Last year, I did not do well in the Miles for Meals 5K, but this year I prepared myself. Heat and humidity rolling in? Check. Course change? Check (I’ve never run the official course). Start out too fast? Check.
The Miles for Meals benefited the Meals on Wheels program at Senior Citizens Inc in Savannah. There were one hundred participants and a handful of veggie-clad hosts.
Pre-race: I’ve got it figured out. 2 pieces of toast with butter and garlic salt. 1 cup of coffee. Pre-race run until my legs feel warm and heavy. 3 lengths of strides.
TH (The Husband) and RBM (Running Buddy M) also ran the 5K. (I WILL CONVERT THEM ALL!)
For my mid-training 5K test, I started out too slow (and felt like crap), so for this “practice” 5K I decided to go out too fast. I figured the pendulum would swing and my final 5K 9 days later would be paced perfectly! Cause, that’s how it works, right?
Miles for Meals 5K 2016 Race Recap
There were no time-chips, so I mosey-ed up to first rows of the starting line. I crossed 2-3 seconds after the buzzer and began my goal of going out too fast.
The air was thick with humidity and had less oxygen than usual. I kept the lead pack close without being in it. My brain casually formed the question, “Is today the day you run yourself into an asthmatic attack?” Brain, stop. We’re not dying. I found the 1 mile marker at 7 min, 47 seconds. Goal achieved. Way too fast.
I caught up with RBM on the second mile and encouraged him to run with me. He also shared my belief that the air was low on oxygen. We ran together for a while, I clocked my 2nd mile at 8:07 and charged ahead, solo.
How Racing is Like a Space Battle
You know that part in the movie where they’re pushing the engines and the screen pans to an arbitrary pressure gauge and the needle is pushing the red zone? The crew member makes noises of doubt and the captain yells out, “We can hold it. Just one more minute!” You know that specific and original scene?
Yeah, that’s a 5K.
And if the captain yells out, “OMG, the needle is in the red zone?! What are you doing?! Cool off the engines!” You’re going to lose the race.
When my body screamed, “Just walk!” I surprised it with, “No, this is perfect. We’re doing great.”
I had physically trained my body to perform at this level. I had put in the work. And now, I needed my brain to let me cruise at this altitude despite the discomfort, despite that arbitrary pressure gauge.
In these race moments, I became thankful for those tempo runs. Physiologically they increase your lactate threshold so you can run faster before fatigue, but mentally they help you lean into difficult times.
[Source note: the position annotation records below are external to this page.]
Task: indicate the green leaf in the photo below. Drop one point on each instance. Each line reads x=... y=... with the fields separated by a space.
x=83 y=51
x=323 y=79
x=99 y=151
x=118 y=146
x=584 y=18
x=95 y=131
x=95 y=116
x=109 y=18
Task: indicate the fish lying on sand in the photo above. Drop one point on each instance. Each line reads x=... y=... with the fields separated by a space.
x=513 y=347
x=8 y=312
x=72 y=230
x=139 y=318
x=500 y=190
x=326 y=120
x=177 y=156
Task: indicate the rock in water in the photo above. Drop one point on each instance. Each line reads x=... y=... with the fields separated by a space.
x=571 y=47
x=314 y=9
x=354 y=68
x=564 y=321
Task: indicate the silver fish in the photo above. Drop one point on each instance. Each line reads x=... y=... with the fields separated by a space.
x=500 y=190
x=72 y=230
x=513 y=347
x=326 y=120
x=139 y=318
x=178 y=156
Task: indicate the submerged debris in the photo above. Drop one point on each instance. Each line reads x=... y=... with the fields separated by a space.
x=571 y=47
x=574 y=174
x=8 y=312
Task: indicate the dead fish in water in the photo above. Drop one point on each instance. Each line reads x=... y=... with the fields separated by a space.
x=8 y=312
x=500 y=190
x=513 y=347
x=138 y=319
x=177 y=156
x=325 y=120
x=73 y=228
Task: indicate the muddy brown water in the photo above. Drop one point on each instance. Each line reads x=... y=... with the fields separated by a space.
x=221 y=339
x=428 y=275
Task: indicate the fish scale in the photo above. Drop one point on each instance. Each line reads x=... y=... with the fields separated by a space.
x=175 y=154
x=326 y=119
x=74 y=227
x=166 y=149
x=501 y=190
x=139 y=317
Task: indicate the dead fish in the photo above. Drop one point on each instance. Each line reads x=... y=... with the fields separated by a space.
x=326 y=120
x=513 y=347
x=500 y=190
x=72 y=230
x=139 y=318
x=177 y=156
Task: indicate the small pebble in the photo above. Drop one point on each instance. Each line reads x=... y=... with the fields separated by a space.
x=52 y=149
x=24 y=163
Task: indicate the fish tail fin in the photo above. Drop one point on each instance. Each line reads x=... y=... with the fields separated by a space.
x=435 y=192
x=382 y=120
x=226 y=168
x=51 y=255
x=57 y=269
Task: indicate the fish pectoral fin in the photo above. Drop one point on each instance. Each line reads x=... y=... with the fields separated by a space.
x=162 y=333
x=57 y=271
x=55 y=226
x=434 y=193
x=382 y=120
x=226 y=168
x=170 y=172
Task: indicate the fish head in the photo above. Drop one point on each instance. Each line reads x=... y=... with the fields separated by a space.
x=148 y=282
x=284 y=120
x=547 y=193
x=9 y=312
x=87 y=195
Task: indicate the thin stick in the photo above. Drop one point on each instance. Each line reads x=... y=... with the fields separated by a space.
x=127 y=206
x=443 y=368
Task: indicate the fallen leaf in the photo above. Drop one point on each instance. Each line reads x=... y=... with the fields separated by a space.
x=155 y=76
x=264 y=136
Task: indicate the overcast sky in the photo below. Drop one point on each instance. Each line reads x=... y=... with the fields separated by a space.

I also told myself 1 more 5K then I’d never have to run such a grueling distance again.
I also argued with the woman who wouldn’t let us into the park at the first entryway.
I also hoped that the people in front of me were correct in taking the short turn on the rotary. Nope, just poor signage. The long way around I went.
The last 1.1 miles paced at 8:02/mile with a hard push at the end. I didn’t have a sprint left, because I gave it my all through the entirety of the course.
An average pace of 7:58/mile. I got my 25:00 goal and broke <8 min/mile.
I didn’t have any problems during the race, but as soon as I crossed the finish line and stopped moving, my pelvic floor tried to come out from underneath me. I balanced the energy for a tiny cheer for RBM as he scooted over the finish and the great energy required to hold my bladder (with a face to match). I made some incomprehensible noises in his direction, yelped about a bathroom, and scurried away. As I sat down in the stall, my phone’s announcement echoed off the metal stalls and concrete walls, “Workout Paused”.
Thanks, Nike+ Mile Lady.
So, more pelvic floor exercises for me.
I got back in time to look for TH. I’m not typically the race spectator. I had no idea what I was doing. I wanted to wait at one point but was afraid he had already passed it. I was wrought with indecision. But then I saw him coming up the final stretch.
I am so proud of him and thankful for all his support.
My age group wasn’t competitive this race, but I was overjoyed with my time so I didn’t mind taking 1st in my division. 25th overall and 7th female. My first 1st place medal!
I have one last 5K on Memorial Day and that will wrap up my 5K focus. I will be traveling to a new race with an unknown course. I don’t even know if it’s a big or small race. So, I’m glad this “practice” 5K worked out well so there is no pressure in what could be sub-optimal conditions.
My goal for the last race will be to even up my splits. I had a positive 20 second split between the first and second miles. I will continue to give my body and brain positive feedback as it races, letting it know that being distressed is good.
Thank you for all the support during my 5K training. I know I’ve been a pain in the butt!
If racing is like a space battle, what was the movie title of your last race?